The medieval characters with whom Richard becomes intrigued are enmeshed in a world of treachery and deceit. A monk who possesses medical knowledge is secretly administering poison to Sir Henry, Sir Oliver brutally murders Sir Otto on a night when the weather is equally wild and brutal, and Joanna schemes to exile Isolde to France, where she will be mistreated by evil monks. Adding to these characters is the sinister gothic setting. The weather is harsh and the landscape hostile. Even the villagers reveal their base instincts as they delight in skinning animals in the village square.

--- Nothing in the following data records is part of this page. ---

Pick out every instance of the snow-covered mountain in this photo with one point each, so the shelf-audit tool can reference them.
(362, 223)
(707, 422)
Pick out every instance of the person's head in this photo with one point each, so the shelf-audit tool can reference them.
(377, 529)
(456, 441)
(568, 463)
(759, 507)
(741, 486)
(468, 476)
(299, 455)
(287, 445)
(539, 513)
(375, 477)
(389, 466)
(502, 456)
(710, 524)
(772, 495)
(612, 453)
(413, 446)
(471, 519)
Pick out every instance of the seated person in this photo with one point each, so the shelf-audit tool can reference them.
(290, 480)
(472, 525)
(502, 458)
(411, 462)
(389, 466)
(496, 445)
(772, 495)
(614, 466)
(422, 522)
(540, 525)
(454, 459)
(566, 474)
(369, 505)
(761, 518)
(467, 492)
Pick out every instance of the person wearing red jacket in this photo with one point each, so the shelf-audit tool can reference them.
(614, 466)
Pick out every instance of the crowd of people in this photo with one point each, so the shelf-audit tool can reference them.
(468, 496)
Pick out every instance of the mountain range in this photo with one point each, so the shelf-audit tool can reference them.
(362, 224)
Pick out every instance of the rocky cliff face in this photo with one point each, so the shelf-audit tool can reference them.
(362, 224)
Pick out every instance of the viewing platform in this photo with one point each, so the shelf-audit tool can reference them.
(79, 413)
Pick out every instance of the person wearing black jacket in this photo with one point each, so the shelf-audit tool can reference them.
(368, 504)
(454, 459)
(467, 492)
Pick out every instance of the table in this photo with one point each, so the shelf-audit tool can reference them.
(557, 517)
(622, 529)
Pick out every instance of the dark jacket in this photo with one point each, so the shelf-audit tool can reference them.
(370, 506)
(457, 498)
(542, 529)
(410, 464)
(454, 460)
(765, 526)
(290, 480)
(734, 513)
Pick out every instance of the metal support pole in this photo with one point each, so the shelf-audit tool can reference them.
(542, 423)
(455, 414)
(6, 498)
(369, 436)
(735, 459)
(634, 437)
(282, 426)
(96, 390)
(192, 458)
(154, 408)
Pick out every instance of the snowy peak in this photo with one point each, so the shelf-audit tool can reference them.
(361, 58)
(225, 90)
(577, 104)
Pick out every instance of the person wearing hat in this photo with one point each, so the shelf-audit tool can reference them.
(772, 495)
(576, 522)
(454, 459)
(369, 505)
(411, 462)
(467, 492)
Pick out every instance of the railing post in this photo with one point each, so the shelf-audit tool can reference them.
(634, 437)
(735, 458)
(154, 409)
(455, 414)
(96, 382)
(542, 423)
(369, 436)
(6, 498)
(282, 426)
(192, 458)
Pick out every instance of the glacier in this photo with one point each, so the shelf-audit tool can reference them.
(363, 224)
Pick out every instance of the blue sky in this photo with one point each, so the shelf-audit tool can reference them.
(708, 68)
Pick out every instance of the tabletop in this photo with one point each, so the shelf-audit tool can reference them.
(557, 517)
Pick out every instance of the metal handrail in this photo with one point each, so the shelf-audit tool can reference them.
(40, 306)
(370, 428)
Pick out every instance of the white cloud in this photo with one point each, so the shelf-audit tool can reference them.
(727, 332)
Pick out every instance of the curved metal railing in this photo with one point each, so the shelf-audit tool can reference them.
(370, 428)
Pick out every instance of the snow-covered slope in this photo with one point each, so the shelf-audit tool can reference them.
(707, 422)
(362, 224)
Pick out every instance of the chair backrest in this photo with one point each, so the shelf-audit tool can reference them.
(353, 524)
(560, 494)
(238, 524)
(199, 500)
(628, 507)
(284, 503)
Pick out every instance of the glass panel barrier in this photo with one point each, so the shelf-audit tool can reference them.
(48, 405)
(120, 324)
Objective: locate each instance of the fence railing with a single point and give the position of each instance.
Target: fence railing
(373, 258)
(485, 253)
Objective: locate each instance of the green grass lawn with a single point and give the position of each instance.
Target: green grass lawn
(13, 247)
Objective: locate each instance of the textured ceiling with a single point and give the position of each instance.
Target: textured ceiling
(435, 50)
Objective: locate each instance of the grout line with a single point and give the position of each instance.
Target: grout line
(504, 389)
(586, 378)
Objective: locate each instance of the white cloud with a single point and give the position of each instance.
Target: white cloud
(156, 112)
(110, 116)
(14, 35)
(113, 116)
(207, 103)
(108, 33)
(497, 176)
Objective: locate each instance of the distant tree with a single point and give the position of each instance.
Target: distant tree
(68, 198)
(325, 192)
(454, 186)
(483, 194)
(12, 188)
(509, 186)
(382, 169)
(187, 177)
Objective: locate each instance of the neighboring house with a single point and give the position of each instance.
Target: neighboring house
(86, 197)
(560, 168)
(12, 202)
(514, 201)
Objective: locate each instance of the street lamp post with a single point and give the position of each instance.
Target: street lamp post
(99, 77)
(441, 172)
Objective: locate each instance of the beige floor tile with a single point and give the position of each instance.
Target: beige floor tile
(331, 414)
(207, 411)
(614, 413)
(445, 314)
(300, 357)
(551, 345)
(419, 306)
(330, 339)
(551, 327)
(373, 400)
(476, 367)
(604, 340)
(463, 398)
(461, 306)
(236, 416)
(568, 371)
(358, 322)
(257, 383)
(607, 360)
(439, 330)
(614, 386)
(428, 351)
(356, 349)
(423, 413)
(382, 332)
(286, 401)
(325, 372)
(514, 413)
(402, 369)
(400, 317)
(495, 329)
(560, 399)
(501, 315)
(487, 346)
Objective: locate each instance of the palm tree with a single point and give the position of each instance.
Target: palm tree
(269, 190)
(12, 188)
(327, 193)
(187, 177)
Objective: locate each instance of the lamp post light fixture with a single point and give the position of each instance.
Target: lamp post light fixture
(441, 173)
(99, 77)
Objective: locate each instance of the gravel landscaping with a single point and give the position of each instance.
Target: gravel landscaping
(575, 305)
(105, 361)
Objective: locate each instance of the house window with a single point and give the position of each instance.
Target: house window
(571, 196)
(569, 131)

Elements of the gothic romance appear in most of du Maurier’s work. She wrote The House on the Strand late in her career, after she became known for best-sellers such as Rebecca (1938), My Cousin Rachel (1951), and The Scapegoat (1957), all of which contain similar elements of character and setting. At the time The House on the Strand was published, critics noted its predictable gothic elements but added that du Maurier handled the characters and the time shifts well. Because she lived in Cornwall and was interested in its history, she created believable historical personages. As usual in her books, the plot is suspenseful up to the last line.